It has long been evident that Asian Americans have underutilized mental health services, compared to other racial or ethnic groups (Kim & Omizo, 2021; Panchal& Lo, 2024; Tan et al., 2024). In 2022, 9% of Asian American adults reported receiving counseling and prescriptive medications for mental health issues in the past, compared to 28% of White and 16% of both Hispanic and Black adults (Panchal & Lo, 2024). Furthermore, studies found that cultural factors, language barriers, and the model minority myth added additional challenges for the help-seeking pathway among Asian Americans (Arnault et al., 2016; Cheng et al., 2021; Lee et al., 2021; Tan et al., 2024). This qualitative study employs Interpretative Phenomenological Analysis (IPA) to explore and identify factors that influence a pathway of mental health seeking behaviors among Asian American women: “How is mental health utilization and self-helping behavior for mental health expressed among Asian American women? How do Asian American women make sense of their experiences with mental health services?
Methods
Methodological Approach
Since the study aimed to explore the lived experiences of utilizing mental health services, it employed a qualitative interpretive phenomenological analysis (IPA). The structured approach embedded within IPA provided a rigorous, double-hermeneutic exploration of participants’ understanding of their own experiences (Smith & Osborn, 2015).
Participants
Participants were recruited from snowball sampling through collaboration with Asian student organizations and Asian community organizations in the Midwest. There were 10 women in total: six identified as Korean American, one identified as Chinese American, one identified as Japanese American, and one identified as Filipino American, ranging in age from 19 to 36 (m =26.8).
Data Collection
Data were gathered using in-depth 1:1 semi-structured interviews with 2 participants and two in-depth focus groups consisting of 4 participants each. Each interview lasted 1.5 hours, and focus group lasted 2 hours to glean rich, meaningful descriptions of the participants’ lived therapy experiences.
Findings
Through IPA, the researchers identified four superordinate themes: (1) “Hitting rock bottom” before initiating help-seeking, often after exhausting alternatives like self-help, spirituality, or medical remedies; (2) Supportive function of significant others in decision-making to seek help; (3) barriers to access mental health with limited cultural shared therapist, financial strain, and cultural stigma; and (4) Factors to continuing mental health services, highlighting therapy’s impact on functional improvement, emotional clarity, and self-awareness—citing trusted therapeutic alliances and tangible outcomes as key motivators for sustained engagement.
Conclusion/ Implications
This study contributes to policy and practice by offering culturally informed insights into how Asian American women utilize mental health services and make treatment decisions.

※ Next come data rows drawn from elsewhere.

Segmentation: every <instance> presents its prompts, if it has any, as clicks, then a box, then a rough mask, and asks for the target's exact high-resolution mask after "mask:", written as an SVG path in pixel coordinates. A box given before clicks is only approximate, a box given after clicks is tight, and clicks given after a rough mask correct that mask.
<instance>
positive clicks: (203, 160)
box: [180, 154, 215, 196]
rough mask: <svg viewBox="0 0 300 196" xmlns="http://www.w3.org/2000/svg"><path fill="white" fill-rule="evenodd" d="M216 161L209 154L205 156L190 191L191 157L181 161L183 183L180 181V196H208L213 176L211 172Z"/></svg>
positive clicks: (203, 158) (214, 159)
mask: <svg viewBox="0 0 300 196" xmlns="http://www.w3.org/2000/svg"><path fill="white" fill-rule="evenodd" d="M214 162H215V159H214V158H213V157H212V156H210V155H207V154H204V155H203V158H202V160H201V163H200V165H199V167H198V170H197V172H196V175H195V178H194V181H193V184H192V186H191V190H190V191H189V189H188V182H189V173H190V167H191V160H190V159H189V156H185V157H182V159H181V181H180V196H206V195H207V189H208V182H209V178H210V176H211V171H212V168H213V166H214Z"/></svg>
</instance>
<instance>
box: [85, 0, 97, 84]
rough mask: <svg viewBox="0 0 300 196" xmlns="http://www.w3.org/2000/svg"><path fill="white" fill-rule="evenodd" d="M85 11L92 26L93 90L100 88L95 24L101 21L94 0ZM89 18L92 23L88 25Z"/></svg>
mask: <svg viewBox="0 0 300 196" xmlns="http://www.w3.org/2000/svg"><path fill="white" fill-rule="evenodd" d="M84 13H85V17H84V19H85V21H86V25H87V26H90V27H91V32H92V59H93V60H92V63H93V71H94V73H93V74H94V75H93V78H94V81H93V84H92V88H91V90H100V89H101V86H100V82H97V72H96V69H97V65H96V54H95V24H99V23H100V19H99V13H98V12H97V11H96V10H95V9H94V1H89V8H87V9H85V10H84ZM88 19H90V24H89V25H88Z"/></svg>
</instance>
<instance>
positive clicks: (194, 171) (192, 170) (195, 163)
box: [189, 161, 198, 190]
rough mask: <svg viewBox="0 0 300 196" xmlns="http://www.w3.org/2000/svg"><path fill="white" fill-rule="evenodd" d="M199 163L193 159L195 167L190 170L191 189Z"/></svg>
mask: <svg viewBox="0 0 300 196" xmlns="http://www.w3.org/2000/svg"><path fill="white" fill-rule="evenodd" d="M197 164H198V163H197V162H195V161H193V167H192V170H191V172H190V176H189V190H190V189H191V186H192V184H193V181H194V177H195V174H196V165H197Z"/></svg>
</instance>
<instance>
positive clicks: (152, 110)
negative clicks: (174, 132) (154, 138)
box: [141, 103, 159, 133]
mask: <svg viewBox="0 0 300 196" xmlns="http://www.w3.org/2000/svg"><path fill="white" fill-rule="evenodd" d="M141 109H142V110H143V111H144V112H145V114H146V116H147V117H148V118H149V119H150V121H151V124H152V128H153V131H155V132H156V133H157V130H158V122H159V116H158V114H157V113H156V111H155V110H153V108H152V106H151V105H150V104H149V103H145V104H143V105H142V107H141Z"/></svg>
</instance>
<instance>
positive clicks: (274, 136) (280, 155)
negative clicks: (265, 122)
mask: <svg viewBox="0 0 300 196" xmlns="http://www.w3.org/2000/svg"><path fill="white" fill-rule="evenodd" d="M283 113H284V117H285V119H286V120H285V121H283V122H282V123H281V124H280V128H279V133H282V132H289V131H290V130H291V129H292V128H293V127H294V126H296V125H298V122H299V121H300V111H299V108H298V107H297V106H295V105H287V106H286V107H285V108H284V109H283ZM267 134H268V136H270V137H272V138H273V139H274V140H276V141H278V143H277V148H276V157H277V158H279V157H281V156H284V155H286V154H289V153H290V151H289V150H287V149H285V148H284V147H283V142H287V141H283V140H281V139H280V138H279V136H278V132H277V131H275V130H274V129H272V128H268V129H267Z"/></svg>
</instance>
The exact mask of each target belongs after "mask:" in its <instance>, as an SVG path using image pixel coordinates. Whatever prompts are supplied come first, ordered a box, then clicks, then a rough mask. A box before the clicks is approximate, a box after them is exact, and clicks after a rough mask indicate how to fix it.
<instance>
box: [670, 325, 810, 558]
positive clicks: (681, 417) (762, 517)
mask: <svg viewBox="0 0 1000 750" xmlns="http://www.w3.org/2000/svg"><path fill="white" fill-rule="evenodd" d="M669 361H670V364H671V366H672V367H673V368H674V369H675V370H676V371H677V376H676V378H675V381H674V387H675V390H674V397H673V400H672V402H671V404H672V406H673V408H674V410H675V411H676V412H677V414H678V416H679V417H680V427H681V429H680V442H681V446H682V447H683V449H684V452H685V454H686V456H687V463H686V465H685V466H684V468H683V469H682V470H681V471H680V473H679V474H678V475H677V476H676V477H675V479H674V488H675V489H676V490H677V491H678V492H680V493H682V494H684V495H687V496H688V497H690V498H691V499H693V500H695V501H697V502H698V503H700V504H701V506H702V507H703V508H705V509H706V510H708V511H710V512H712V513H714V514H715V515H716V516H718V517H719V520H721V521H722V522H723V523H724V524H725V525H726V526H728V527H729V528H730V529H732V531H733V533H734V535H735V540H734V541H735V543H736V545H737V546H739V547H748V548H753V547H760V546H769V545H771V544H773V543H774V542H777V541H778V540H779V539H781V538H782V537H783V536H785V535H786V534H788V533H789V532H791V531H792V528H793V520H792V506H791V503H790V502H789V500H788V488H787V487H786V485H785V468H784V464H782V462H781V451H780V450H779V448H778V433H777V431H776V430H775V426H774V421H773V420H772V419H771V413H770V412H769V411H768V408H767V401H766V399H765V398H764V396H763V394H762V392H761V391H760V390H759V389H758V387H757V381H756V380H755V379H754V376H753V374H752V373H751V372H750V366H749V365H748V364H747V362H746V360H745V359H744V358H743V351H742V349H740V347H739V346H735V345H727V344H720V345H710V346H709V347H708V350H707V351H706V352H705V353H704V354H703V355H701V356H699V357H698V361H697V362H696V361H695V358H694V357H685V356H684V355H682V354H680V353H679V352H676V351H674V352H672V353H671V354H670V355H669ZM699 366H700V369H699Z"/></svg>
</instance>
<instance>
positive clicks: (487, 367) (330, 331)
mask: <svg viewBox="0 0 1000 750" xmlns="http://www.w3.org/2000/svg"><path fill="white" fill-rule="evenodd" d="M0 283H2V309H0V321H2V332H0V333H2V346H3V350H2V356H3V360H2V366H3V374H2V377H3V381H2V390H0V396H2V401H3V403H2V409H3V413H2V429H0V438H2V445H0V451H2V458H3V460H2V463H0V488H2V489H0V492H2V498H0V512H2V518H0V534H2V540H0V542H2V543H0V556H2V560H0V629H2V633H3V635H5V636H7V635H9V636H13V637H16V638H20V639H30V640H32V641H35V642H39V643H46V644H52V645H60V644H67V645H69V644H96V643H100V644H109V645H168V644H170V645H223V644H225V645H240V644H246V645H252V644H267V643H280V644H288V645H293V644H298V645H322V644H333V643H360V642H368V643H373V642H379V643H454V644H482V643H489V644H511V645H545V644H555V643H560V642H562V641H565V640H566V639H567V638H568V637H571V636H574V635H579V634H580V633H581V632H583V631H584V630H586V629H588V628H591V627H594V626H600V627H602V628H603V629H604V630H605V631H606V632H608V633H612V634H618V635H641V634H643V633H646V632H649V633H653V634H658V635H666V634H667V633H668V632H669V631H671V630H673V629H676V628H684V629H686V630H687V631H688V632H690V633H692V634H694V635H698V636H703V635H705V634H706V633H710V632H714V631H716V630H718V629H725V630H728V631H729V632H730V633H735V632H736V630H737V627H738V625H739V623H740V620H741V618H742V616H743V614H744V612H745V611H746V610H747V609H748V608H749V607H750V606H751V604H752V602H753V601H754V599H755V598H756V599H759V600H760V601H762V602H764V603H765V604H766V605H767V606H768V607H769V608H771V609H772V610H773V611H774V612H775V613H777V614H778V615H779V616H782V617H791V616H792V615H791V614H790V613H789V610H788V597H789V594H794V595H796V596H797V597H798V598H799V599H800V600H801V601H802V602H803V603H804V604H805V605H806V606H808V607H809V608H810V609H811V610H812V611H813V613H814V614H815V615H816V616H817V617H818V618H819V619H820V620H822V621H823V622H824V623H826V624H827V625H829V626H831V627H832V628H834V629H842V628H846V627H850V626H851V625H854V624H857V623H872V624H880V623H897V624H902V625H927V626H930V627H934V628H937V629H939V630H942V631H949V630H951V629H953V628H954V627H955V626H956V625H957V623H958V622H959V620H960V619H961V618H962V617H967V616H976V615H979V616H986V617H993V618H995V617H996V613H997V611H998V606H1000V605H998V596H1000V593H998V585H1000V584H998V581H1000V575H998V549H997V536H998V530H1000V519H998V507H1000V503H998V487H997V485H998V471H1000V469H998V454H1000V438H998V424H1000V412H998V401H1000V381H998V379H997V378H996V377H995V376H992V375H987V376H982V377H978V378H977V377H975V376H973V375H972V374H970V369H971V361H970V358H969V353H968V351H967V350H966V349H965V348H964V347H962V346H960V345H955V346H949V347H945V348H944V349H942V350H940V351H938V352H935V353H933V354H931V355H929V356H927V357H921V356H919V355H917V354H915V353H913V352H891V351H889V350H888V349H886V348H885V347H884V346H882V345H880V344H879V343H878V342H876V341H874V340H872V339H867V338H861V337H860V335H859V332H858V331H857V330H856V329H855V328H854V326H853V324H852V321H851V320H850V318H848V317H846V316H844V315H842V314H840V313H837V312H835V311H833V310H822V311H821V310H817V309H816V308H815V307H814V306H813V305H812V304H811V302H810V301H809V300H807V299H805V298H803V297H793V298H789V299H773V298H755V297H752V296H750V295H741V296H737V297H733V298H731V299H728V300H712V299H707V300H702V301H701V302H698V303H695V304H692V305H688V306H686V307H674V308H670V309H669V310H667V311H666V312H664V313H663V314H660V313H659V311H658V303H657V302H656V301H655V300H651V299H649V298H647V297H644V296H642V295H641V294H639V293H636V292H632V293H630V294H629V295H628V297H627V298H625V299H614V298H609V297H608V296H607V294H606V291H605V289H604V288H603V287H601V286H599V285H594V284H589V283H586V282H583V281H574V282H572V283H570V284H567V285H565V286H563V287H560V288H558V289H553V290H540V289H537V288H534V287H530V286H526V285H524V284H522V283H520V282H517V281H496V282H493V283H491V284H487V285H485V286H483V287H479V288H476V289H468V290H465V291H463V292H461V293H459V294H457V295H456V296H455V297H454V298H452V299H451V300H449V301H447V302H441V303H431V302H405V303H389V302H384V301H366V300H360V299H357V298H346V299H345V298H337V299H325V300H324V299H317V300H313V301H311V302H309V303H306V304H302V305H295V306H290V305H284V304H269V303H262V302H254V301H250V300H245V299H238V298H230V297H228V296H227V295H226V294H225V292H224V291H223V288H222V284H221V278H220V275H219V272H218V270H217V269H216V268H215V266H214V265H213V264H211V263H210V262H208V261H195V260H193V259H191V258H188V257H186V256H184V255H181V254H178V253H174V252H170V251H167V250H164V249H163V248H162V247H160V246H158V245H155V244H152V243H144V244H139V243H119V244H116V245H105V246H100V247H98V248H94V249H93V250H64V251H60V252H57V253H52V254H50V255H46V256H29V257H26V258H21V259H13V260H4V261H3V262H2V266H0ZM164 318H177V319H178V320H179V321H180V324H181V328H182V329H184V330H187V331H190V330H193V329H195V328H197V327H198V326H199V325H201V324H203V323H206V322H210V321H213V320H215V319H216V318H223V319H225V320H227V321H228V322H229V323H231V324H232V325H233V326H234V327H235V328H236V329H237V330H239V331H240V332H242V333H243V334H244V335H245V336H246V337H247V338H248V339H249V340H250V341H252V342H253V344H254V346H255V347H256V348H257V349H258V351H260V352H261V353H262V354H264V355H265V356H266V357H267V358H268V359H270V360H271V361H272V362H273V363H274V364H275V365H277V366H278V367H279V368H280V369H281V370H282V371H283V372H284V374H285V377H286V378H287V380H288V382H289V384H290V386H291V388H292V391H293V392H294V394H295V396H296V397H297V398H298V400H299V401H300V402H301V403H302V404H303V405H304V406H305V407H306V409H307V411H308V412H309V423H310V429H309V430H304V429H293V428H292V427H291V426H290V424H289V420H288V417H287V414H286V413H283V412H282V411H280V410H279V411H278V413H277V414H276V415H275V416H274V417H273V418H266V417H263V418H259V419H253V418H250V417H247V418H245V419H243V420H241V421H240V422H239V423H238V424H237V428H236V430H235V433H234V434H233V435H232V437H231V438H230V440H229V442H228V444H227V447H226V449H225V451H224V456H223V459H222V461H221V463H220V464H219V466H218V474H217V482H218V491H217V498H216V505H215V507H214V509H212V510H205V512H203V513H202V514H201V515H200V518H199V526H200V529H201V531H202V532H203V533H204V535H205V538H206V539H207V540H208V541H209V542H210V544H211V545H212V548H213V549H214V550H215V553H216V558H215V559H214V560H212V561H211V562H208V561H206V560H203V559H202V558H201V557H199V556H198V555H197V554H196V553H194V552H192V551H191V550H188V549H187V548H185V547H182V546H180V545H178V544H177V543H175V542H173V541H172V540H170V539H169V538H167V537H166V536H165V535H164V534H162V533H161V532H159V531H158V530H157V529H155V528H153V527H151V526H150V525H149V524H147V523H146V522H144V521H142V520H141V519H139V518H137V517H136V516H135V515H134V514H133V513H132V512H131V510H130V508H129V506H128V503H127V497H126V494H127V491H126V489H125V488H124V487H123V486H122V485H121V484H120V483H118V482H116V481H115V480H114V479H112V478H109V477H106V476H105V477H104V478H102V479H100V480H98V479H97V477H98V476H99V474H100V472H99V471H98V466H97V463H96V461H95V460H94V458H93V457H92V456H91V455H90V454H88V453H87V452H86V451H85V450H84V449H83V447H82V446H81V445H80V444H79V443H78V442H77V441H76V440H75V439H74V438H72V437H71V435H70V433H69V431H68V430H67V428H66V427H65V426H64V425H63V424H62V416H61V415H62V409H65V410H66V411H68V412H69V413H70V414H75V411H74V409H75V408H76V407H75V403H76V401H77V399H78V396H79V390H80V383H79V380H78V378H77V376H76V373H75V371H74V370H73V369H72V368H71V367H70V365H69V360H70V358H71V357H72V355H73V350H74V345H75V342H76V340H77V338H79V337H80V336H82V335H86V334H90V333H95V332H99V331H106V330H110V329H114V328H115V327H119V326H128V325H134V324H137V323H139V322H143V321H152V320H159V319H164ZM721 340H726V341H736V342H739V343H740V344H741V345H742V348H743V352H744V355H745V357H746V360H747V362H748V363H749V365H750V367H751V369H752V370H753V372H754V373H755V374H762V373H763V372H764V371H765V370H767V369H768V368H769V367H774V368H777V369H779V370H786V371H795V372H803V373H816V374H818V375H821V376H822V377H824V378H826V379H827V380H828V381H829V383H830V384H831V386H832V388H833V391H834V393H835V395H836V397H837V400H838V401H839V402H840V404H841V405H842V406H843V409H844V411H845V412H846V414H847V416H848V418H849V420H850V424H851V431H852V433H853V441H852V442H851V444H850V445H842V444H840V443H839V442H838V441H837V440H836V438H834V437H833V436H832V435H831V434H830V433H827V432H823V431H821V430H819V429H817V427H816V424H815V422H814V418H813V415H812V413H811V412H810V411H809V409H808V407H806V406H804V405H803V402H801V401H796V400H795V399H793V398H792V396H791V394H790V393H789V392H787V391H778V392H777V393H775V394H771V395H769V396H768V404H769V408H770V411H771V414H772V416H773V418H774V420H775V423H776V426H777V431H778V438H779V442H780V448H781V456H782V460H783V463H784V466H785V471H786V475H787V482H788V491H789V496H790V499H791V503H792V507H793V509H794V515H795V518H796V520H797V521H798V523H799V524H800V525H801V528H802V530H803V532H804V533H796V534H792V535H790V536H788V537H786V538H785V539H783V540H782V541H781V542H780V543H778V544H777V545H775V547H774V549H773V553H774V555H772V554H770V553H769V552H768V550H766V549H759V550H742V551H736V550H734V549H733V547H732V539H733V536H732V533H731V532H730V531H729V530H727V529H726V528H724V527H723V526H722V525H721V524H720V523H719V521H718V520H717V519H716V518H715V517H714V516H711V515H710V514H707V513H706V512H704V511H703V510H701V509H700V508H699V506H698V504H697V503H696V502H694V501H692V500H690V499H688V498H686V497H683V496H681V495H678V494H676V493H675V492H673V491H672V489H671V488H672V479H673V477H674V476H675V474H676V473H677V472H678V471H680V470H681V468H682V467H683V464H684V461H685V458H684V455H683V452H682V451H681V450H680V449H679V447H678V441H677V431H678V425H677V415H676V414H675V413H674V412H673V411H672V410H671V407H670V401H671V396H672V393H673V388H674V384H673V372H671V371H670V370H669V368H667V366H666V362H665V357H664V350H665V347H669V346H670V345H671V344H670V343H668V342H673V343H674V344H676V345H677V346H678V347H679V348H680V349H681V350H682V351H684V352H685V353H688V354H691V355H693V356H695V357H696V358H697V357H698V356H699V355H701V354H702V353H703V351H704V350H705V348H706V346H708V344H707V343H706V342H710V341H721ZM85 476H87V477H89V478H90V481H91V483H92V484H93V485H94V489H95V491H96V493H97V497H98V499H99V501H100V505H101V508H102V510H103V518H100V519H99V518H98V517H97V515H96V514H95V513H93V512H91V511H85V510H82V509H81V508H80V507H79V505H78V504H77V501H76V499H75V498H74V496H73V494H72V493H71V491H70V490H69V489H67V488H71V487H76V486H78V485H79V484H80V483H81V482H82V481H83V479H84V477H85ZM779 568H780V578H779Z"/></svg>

It supports the need for transformative change in service delivery through expanded access to culturally responsive, affordable, and destigmatized mental health care (Kim & Lee, 2021; Lee et al., 2017; Lee et al., 2021; Na et al., 2016). By integrating clients’ lived experiences into provider training, organizational practice, and policy design, social work can more effectively bridge mental health disparities and promote equity among underserved Asian communities.